Monday, December 03, 2012

The Great God Pan

There is nothing new under the sun, yet a truly excellent playwright can make a familiar story new and vivid and surprising and heartbreaking. And Amy Herzog is a truly excellent playwright, as shown by her new and vivid and surprising and heartbreaking play, The Great God Pan. Focusing on such well-worn themes/topics as childhood abuse, the fragility of relationships, whether to have children, and the power of denial, Herzog compassionately depicts the  cost of being human and how a seemingly happy life may turn out to be built on shaky foundations. She also shows how easily we can all misunderstand one another. And how being honest is not an easy goal. And she does this all amazingly economically--it's a short play.
  
(Note: although I saw an early-ish preview, I am reviewing this now because I paid for my ticket and because I want to give you as much opportunity as possible to get tickets!)

Jamie's career as a writer is moving along. He has a wonderful girlfriend, Paige, and odd but loving parents. His life is not perfect, but it is good. And then his girlfriend gets pregnant, and he is faced with his ambivalence about the future.  Also, he has coffee with an old friend--and suddenly he has to reevaluate his entire life. Paige too has to deal with life-changing decisions and realizations, and must also face the limits of her ability to help people as a social worker.

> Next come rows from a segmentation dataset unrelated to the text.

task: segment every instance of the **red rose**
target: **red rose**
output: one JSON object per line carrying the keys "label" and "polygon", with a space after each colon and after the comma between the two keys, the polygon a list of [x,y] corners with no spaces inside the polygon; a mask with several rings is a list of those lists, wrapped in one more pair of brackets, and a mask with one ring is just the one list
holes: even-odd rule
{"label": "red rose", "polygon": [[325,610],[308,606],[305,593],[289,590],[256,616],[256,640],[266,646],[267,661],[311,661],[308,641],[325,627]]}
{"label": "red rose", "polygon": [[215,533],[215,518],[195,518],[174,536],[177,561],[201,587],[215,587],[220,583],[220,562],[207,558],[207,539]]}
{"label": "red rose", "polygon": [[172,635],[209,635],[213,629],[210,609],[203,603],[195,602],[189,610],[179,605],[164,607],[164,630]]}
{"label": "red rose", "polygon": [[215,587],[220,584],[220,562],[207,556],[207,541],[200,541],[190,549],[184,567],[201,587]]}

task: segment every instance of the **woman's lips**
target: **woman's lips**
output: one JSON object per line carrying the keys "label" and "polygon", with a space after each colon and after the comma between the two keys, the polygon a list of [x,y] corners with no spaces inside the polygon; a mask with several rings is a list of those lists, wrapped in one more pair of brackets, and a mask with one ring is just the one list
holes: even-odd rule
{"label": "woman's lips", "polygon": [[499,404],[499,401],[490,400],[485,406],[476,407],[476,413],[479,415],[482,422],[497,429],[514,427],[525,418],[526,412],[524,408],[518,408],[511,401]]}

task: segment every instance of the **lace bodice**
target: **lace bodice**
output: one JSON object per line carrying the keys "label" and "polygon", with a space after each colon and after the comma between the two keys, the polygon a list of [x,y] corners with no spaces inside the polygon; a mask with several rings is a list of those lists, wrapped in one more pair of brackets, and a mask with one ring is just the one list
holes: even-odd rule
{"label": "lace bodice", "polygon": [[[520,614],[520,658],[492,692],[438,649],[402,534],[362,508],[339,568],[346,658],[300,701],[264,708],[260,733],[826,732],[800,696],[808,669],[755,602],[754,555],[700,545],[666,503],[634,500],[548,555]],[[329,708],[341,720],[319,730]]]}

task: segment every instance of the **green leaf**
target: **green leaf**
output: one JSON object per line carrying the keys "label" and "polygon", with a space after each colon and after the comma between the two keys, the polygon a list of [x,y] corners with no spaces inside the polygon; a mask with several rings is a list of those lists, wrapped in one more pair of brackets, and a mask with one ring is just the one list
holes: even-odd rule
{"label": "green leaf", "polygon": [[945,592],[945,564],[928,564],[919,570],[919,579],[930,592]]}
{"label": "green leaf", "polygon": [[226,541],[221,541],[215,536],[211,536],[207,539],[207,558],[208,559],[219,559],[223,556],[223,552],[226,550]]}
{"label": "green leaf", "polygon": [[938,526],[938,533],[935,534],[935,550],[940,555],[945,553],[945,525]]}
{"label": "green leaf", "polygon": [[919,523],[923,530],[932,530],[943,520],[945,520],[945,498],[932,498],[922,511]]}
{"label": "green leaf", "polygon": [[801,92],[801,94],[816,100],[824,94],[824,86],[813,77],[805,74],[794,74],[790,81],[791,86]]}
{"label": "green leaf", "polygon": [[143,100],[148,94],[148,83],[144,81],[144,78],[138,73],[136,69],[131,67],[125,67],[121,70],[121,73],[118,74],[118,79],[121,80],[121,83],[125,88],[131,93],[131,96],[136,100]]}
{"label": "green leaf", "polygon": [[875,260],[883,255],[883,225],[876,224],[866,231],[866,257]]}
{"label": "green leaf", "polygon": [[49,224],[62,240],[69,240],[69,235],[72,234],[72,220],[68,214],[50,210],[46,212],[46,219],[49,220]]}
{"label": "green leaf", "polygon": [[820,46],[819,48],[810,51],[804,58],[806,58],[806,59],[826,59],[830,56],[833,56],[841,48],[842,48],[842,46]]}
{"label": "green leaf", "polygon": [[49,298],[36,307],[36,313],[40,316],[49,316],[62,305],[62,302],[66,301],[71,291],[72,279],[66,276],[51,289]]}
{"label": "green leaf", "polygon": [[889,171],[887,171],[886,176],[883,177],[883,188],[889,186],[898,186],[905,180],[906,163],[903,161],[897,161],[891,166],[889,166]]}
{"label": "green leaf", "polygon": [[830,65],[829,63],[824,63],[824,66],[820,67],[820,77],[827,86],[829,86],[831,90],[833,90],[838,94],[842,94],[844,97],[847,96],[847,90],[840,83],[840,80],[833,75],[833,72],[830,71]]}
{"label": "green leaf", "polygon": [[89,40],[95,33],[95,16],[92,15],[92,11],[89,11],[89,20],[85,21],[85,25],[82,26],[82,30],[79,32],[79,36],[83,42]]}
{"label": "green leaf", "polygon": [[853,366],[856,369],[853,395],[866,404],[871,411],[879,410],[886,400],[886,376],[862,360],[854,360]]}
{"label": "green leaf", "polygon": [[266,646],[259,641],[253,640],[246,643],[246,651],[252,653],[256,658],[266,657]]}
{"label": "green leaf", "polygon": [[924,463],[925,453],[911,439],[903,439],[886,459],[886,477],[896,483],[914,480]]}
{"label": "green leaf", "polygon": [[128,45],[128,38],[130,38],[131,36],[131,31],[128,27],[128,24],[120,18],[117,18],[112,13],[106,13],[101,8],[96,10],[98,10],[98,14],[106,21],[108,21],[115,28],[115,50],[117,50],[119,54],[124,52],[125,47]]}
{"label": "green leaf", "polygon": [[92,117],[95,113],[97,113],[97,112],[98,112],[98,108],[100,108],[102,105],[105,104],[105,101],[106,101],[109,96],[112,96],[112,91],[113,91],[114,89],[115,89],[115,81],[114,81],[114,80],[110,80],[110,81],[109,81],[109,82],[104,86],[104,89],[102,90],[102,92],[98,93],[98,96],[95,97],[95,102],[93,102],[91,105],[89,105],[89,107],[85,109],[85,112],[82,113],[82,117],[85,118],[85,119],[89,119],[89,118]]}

The Great God Pan has seven characters, which is not a small cast in these financially tight days. The story could have been told with fewer people, but much would have been lost. The play has an airiness, an ability to breathe, that gives it more humanity than a tightly measured three-person play might have had. It's a sad and beautiful play, with no heroes or villains--just painfully human humans.

Herzog has been gifted with an excellent director, Carolyn Cantor, and a superb cast. In particular, Jeremy Strong depicts Jamie's unraveling subtlety yet vividly; you can almost see him age in the short time period of the play. The rest of the wonderful cast comprises Keith Nobbs, Sarah Goldberg, Becky Ann Baker, Peter Friedman, Erin Wilmhelmi, and Joyce Van Patten.

As I write this, it has been announced that Herzog won the New York Times Outstanding Playwright Award for her play, After the Revolution. I wish I could go back in time and see it.